During trial, the judge didn't believe Alfonso Caruana's claim he had only
$250 in assets and ordered him to pay $90,000 of the outstanding tax bill.
In a confidential FBI report obtained by The Toronto Sun, the
Caruana-Cuntrera organization is said to be the only Sicilian mafia family
based outside the island with the approval of the ruling mafia commission in
Palermo.
The gang's branch offices are spread around the world and,
according to
the report, "it appears able to oversee its global enterprise ...
with little
interference."
The report stated the low profile and success of the group allowed it to
move into legitimate businesses, where recent police inventories of the clan
indicate it has more than 50 companies in Venezuela, including casinos,
merchant ships, hotels, agricultural industries, travel agencies, real
estate, oil and gas companies, meat packers, tourism and cattle ranches
complete with airstrips for drug planes.
The clan set itself up in Caracas when mafia boss Pasquale Caruana fled
Sicily in 1963 and within two years received approval from the ruling
commission to make the Venezuelan city its new base of operations.
As the Caruana-Cuntrera family grew wealthier, it diversified into cocaine,
"expanded its sources and markets, and grew more sophisticated in
laundering its profits," the FBI report stated.
It also said the Drug Enforcement Administration estimates 41/2 to 6
tonnes of cocaine are shipped through Venezuela per month, evenly split for
U.S. and European markets.
The family "is believed to control a significant portion of this
trade," the
report said.
"The Caruana and Cuntrera
brothers travelled extensively
in Europe, as well as
between Montreal and
Caracas, during the 1960s
as they laid the foundation
for an international drug
empire.
"Today, an assortment of specialized business fronts in each
country
facilitates smuggling drugs and laundering money," the FBI report
said.
Authorities in other countries have been helping Canadian police in
tracking $34 million US the family has shipped, according to a confidential
Canadian police report. Some of that money helped the family build estates
in England, Switzerland, Venezuela and Brazil. The report added the Caruanas
were the principal heroin suppliers for members of the Bonanno and Gambino
families, both of New York.
The FBI report said that after depositing the money, it was withdrawn as
U.S. bank drafts and sent to Switzerland. From there, the money was
distributed to accounts in Thailand, England, Aruba, Venezuela and Houston.
The laundering became more sophisticated, and a key to its success is the
lack of exchange controls in Venezuela, where U.S. cash is converted into
local currency and deposited.
The money is then used to underwrite ghost or legitimate
companies, said
the report, or reconverted into foreign currency.
But, as RCMP Insp.
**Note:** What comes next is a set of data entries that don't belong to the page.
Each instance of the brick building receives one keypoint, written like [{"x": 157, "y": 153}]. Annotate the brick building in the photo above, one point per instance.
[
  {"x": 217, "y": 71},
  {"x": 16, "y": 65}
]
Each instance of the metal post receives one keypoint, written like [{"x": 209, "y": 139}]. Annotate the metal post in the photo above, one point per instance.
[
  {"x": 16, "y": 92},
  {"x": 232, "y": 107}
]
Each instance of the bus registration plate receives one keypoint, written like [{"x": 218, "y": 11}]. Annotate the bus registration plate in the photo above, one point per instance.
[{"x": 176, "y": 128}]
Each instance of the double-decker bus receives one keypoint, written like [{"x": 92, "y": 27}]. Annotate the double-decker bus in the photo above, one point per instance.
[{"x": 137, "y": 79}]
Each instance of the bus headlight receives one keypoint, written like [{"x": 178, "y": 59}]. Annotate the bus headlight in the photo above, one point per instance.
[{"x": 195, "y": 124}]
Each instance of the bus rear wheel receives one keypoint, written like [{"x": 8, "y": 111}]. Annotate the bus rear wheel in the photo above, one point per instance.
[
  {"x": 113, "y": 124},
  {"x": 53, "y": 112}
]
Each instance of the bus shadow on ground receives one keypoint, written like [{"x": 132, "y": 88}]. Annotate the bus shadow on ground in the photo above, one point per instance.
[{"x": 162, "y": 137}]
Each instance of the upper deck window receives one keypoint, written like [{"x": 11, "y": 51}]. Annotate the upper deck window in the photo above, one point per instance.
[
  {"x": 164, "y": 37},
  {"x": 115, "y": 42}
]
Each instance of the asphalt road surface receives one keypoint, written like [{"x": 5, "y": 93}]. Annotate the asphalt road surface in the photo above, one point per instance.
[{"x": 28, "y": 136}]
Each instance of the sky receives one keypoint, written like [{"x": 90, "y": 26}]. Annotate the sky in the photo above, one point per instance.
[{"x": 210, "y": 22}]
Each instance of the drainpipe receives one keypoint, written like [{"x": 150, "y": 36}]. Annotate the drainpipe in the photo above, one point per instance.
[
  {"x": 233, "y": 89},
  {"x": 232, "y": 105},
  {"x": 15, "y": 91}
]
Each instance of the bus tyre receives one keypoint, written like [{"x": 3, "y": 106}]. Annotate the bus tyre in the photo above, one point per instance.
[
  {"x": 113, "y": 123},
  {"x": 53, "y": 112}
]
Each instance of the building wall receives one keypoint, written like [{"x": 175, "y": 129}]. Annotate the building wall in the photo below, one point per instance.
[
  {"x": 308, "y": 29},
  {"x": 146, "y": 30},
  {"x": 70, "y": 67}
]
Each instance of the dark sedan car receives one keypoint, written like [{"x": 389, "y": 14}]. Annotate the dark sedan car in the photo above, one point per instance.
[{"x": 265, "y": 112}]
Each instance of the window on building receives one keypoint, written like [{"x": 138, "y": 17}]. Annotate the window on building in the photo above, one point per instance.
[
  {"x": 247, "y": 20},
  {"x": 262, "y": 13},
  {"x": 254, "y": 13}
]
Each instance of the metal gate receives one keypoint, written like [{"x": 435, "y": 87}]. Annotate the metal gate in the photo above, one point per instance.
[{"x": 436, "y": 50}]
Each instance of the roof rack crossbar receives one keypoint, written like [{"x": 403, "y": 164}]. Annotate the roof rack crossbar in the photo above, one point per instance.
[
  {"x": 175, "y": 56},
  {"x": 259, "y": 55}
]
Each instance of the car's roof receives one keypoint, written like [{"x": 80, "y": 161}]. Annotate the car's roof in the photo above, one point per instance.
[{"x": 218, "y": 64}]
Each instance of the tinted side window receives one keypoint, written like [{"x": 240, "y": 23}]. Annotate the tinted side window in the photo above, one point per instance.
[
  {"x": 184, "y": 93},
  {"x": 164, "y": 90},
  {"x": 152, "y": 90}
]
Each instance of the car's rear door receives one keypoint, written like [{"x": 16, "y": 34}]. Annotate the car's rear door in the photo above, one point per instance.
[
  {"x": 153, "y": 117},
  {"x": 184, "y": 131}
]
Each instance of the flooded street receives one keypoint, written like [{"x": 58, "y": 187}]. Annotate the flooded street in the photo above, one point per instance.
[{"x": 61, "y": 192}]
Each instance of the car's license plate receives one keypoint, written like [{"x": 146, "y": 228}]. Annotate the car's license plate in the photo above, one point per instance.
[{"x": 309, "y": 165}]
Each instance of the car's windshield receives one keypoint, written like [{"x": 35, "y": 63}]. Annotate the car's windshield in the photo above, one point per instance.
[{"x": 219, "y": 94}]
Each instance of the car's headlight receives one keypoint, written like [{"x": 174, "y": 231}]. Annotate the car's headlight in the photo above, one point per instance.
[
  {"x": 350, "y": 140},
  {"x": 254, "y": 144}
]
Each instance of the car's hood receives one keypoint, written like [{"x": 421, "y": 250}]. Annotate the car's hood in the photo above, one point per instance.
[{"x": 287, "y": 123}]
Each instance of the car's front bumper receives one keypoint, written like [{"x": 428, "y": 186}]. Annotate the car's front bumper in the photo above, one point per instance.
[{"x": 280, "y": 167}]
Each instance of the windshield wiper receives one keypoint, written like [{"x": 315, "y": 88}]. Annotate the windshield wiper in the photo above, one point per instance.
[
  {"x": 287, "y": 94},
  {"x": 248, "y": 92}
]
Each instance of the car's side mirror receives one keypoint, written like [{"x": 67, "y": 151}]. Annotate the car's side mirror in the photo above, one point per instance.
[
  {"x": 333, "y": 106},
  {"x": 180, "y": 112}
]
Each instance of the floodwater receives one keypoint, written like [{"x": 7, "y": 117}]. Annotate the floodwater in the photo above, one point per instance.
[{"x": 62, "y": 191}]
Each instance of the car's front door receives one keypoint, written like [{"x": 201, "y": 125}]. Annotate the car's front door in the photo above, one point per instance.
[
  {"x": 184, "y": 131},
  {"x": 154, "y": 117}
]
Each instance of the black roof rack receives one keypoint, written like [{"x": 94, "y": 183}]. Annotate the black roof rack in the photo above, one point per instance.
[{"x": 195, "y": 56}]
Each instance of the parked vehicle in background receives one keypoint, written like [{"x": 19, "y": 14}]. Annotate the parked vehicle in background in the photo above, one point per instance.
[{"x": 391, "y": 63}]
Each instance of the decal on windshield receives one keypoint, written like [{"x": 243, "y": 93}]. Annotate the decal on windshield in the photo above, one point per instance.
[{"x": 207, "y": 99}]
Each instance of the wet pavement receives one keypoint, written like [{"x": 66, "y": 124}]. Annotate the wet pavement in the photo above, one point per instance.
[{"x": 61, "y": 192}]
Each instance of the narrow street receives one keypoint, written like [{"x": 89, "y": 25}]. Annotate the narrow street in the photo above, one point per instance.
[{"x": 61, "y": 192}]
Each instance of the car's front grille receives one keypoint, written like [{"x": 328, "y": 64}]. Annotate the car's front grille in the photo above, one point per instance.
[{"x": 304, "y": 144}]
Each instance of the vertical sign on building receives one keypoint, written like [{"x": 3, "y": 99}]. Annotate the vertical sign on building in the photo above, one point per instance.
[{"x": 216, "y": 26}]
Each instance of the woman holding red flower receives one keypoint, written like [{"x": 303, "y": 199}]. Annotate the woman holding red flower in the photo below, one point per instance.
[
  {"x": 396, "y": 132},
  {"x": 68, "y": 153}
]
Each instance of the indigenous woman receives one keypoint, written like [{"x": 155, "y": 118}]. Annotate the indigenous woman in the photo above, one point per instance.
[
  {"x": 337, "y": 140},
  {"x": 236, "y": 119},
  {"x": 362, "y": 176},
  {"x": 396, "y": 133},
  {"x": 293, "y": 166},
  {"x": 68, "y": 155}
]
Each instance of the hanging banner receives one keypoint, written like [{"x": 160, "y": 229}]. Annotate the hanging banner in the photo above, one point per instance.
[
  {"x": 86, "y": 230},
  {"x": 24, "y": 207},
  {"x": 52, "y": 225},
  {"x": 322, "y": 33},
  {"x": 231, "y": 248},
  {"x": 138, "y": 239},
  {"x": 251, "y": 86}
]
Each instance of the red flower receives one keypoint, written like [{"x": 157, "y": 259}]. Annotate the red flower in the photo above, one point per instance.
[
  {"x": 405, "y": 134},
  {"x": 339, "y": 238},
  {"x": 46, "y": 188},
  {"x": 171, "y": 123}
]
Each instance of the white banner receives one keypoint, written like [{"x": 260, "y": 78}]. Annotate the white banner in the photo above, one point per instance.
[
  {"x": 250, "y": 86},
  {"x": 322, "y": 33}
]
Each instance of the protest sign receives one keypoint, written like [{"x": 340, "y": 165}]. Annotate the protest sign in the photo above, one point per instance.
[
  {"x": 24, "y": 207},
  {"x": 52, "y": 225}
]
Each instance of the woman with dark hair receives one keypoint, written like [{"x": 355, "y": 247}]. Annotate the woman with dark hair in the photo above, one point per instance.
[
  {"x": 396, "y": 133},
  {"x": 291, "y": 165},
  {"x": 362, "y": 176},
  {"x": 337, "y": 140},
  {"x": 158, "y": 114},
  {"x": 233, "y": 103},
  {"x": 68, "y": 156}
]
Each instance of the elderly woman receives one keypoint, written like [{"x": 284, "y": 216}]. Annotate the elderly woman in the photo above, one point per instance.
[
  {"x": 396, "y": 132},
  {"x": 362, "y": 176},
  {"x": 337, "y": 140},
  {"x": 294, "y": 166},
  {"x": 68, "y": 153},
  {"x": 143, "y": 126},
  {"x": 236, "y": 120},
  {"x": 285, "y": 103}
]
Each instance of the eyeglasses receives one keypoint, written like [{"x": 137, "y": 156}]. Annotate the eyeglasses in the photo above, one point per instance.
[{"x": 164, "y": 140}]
Ben Soave said yesterday, the drug supply in Canada may
not be affected because most went to Europe and the U.S. "I think in the big
global sense, this will have an impact on the drug trade," he said. "It will
slow down, prices may go up, but I don't think it will have a major,
significant impact when you look at the broader picture."
But organized crime hits us where we live -- and they live among
us.
"I think if we want to make it visible, put an ugly face on it, I think we
can take a perfect example of the next time somebody is selling drugs in a
schoolyard to very young children," Soave said.
"It all started from (these) organized criminals that were living without
any suspicion in your community.
"The schoolyard and the children. I think this (symbolizes) the
likely
process of organized crime and the success they're having."